Die Kairo-Connection

20.06.2019Die Kairo-Connection

Fünf für Ägypten: Das Ägyptische Museum Berlin hat sich mit vier europäischen Partnern für ein einzigartiges Projekt am Tahrir-Platz zusammengetan.

von Gerhard Haase-Hindenberg

Außenansicht des Ägyptischen Museums am Tahrir-Platz in Kairo
Außenansicht des Ägyptischen Museums am Tahrir-Platz in Kairo © Diego Delso, CC BY-SA 3.0

An einem Wochenende im April herrscht reges Treiben in der Eingangshalle des Ägyptischen Museums in Kairo. Hier, am weltberühmten Tahrir-Platz, wo während der Ägyptischen Revolution von 2011 die größten Kundgebungen des Landes stattfanden, drängeln sich die Touristen und versuchen, sich in dem historischen Museumsbau aus dem Jahr 1902 zu orientieren. Manche beginnen ihren Rundgang anschließend im kleinen Annex unweit des Atriums mit Stücken aus der prädynastischen Zeit, andere folgen ihren Reiseführern gleich zu Tutanchamun, dem eigentlichen Superstar der Sammlung, oder sie gehen hinauf in den Mumiensaal.

Schon bald werden all diese Exponate aus den verschiedenen Epochen des Alten Ägyptens nicht mehr unter einem Dach zu bewundern sein. So sollen die Königsmumien schon in diesem Sommer in das bereits teileröffnete neue National Museum of Egyptian Civilization in den historischen Vorort Fustat umziehen. Tutanchamun wiederum wird im nächsten Jahr ein neues Domizil in Gizeh beziehen. Unweit der Pyramiden entsteht hier derzeit mit japanischer Hilfe das Grand Egyptian Museum.

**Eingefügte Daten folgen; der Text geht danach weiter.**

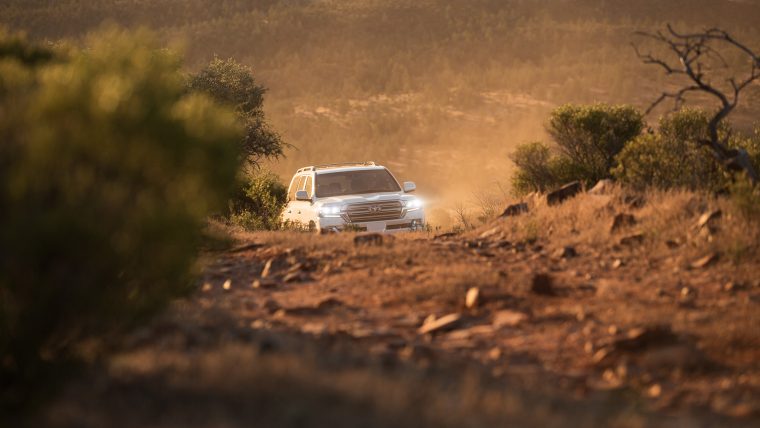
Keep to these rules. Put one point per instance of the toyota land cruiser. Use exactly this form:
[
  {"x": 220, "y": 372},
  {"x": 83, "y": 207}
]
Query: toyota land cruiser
[{"x": 355, "y": 196}]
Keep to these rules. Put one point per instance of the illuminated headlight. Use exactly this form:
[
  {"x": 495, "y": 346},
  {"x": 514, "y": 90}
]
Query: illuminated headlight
[
  {"x": 330, "y": 211},
  {"x": 412, "y": 204}
]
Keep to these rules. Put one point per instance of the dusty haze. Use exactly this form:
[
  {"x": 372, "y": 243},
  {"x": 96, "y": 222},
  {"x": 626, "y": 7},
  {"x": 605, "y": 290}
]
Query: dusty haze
[{"x": 439, "y": 91}]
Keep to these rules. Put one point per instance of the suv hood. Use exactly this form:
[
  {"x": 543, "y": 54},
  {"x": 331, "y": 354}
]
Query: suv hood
[{"x": 367, "y": 197}]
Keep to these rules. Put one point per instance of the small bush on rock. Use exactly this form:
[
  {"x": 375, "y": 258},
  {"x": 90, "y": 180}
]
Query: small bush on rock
[{"x": 259, "y": 202}]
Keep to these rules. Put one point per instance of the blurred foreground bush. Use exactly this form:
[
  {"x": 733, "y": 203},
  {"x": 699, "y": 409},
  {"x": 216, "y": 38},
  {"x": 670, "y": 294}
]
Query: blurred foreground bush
[
  {"x": 259, "y": 201},
  {"x": 107, "y": 169}
]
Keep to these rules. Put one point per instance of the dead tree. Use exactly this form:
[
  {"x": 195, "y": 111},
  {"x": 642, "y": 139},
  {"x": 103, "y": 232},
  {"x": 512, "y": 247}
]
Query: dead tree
[{"x": 696, "y": 54}]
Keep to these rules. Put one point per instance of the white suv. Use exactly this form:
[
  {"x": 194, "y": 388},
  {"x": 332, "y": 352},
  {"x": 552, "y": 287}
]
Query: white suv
[{"x": 355, "y": 196}]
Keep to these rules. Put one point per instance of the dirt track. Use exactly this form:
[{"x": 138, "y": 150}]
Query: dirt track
[{"x": 331, "y": 336}]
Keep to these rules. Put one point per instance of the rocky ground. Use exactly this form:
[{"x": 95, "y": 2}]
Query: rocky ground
[{"x": 609, "y": 309}]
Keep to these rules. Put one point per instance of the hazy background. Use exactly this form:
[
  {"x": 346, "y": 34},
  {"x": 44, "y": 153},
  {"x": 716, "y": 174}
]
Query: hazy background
[{"x": 440, "y": 91}]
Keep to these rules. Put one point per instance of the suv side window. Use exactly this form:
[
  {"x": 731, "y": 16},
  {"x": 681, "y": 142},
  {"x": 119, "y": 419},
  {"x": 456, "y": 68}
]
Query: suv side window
[
  {"x": 308, "y": 186},
  {"x": 297, "y": 185}
]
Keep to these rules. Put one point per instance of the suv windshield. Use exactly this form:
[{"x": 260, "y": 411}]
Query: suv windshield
[{"x": 355, "y": 182}]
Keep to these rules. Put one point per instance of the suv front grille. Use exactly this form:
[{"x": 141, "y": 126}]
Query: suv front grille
[{"x": 372, "y": 211}]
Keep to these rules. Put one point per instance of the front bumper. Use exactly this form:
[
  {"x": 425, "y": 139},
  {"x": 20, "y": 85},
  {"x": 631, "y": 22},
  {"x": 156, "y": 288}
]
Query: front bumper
[{"x": 414, "y": 220}]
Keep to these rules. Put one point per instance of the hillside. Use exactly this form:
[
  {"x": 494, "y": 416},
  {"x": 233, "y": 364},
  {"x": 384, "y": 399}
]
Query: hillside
[
  {"x": 417, "y": 85},
  {"x": 555, "y": 318}
]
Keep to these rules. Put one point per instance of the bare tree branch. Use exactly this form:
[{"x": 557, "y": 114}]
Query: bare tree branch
[{"x": 693, "y": 51}]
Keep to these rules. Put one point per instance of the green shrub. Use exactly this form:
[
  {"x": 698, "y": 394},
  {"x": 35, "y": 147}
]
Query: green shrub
[
  {"x": 674, "y": 157},
  {"x": 107, "y": 170},
  {"x": 233, "y": 84},
  {"x": 587, "y": 139},
  {"x": 259, "y": 202},
  {"x": 591, "y": 136}
]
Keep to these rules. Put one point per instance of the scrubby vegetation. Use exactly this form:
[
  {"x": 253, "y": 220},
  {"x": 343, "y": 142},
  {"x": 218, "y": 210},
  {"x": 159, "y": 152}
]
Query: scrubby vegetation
[
  {"x": 586, "y": 140},
  {"x": 108, "y": 167},
  {"x": 258, "y": 202},
  {"x": 420, "y": 84},
  {"x": 233, "y": 84},
  {"x": 596, "y": 142}
]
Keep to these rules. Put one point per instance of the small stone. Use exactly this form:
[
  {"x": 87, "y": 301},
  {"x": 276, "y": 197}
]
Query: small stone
[
  {"x": 565, "y": 252},
  {"x": 472, "y": 298},
  {"x": 672, "y": 244},
  {"x": 508, "y": 318},
  {"x": 563, "y": 193},
  {"x": 622, "y": 220},
  {"x": 429, "y": 319},
  {"x": 267, "y": 268},
  {"x": 271, "y": 306},
  {"x": 708, "y": 217},
  {"x": 705, "y": 261},
  {"x": 542, "y": 284},
  {"x": 263, "y": 283},
  {"x": 488, "y": 233},
  {"x": 294, "y": 277},
  {"x": 368, "y": 239},
  {"x": 636, "y": 238},
  {"x": 494, "y": 353},
  {"x": 443, "y": 323},
  {"x": 515, "y": 209},
  {"x": 654, "y": 391},
  {"x": 602, "y": 187},
  {"x": 731, "y": 286}
]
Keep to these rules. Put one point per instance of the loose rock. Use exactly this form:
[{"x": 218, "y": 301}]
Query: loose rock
[
  {"x": 602, "y": 187},
  {"x": 565, "y": 252},
  {"x": 263, "y": 283},
  {"x": 472, "y": 299},
  {"x": 508, "y": 318},
  {"x": 705, "y": 261},
  {"x": 515, "y": 209},
  {"x": 542, "y": 284},
  {"x": 369, "y": 239},
  {"x": 622, "y": 220},
  {"x": 634, "y": 239},
  {"x": 706, "y": 218},
  {"x": 440, "y": 324},
  {"x": 267, "y": 268},
  {"x": 563, "y": 193}
]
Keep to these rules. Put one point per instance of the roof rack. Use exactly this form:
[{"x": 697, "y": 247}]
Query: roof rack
[{"x": 336, "y": 165}]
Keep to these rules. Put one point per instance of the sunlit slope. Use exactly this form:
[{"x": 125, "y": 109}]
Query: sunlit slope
[{"x": 441, "y": 90}]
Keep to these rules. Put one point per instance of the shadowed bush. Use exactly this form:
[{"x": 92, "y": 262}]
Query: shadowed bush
[
  {"x": 674, "y": 157},
  {"x": 591, "y": 136},
  {"x": 232, "y": 84},
  {"x": 107, "y": 169},
  {"x": 587, "y": 139},
  {"x": 259, "y": 202},
  {"x": 540, "y": 170}
]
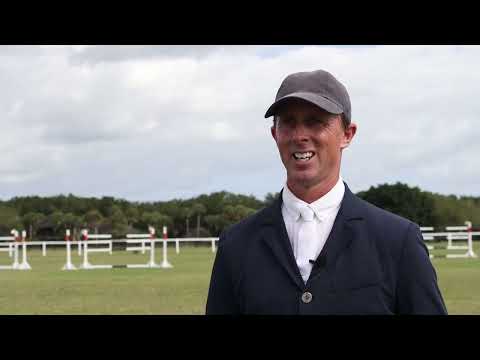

Dort sollen später auch Funde von Ausgrabungen aus den letzten Jahrzehnten zu sehen sein, die bislang noch in den Depots im Keller des Ägyptischen Museums lagern. Das altehrwürdige Haus am Tahrir-Platz schafft also Raum, um die verbleibenden Grabfunde und Skulpturen in neu gestalteten Räumen präsentieren zu können.

Blick in das Atrium des Ägyptischen Museums Kairo
Blick in das Atrium des Ägyptischen Museums Kairo © Ch. Haak

An jenem Wochenende im April also streben von den Touristen unbemerkt Experten bedeutender europäischer Sammlungen auf den großen Besprechungsraum zu, der im Innern des Museums verborgen liegt. Gemeinsam mit ihren ägyptischen Kollegen wollen sie eine Vision für das Museum der Zukunft entwerfen. „Transforming the Egyptian Museum Cairo“ heißt das Projekt, das anderthalb Jahre zuvor vom ägyptischen Antikenminister Khaled El-Enany zusammen mit Christian Greco, Direktor des Museo Egizio in Turin, sowie der diplomatischen Vertretung der EU in Kairo angestoßen worden ist.

Die Dreierkonstellation hat Möglichkeiten ausgelotet, mit denen man dem Ägyptischen Museum den Weg zu neuen Ufern ebnen kann. Dabei entstand die Idee, die Direktoren der anderen europäischen Sammlungen für dieses ungewöhnliche Vorhaben mit ins Boot zu holen. Man stieß auf ungeteilte Zustimmung in den Chefetagen des Pariser Louvre, des British Museum in London, des Rijksmuseum van Oudheden im niederländischen Leiden sowie bei Friederike Seyfried vom Ägyptischen Museum und Papyrussammlung der Staatlichen Museen zu Berlin.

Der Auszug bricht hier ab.